Their first substantive disagreement was over how to price the Macintosh. It had been 
conceived as a $1,000 machine, but Jobs’s design changes had pushed up the cost so that the plan 
was to sell it at $1,995. However, when Jobs and Sculley began making plans for a huge launch 
and marketing push, Sculley decided that they needed to charge $500 more. To him, the marketing 
costs were like any other production cost and needed to be factored into the price. Jobs resisted, 
furiously. “It will destroy everything we stand for,” he said. “I want to make this a revolution, not 
an effort to squeeze out profits.” Sculley said it was a simple choice: He could have the $1,995 
price or he could have the marketing budget for a big launch, but not both.
“You’re not going to like this,” Jobs told Hertzfeld and the other engineers, “but Sculley is 
insisting that we charge $2,495 for the Mac instead of $1,995.” Indeed the engineers were 


horrified.
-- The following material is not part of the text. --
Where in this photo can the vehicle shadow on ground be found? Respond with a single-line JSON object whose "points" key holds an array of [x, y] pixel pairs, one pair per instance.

Hertzfeld pointed out that they were designing the Mac for people like themselves, and 
overpricing it would be a “betrayal” of what they stood for. 
So Jobs promised them, “Don’t worry, I’m not going to let him get away with it!” But in the 
end, Sculley prevailed. Even twenty-five years later Jobs seethed when recalling the decision: “It’s 
the main reason the Macintosh sales slowed and Microsoft got to dominate the market.” The 
decision made him feel that he was losing control of his product and company, and this was as 
dangerous as making a tiger feel cornered.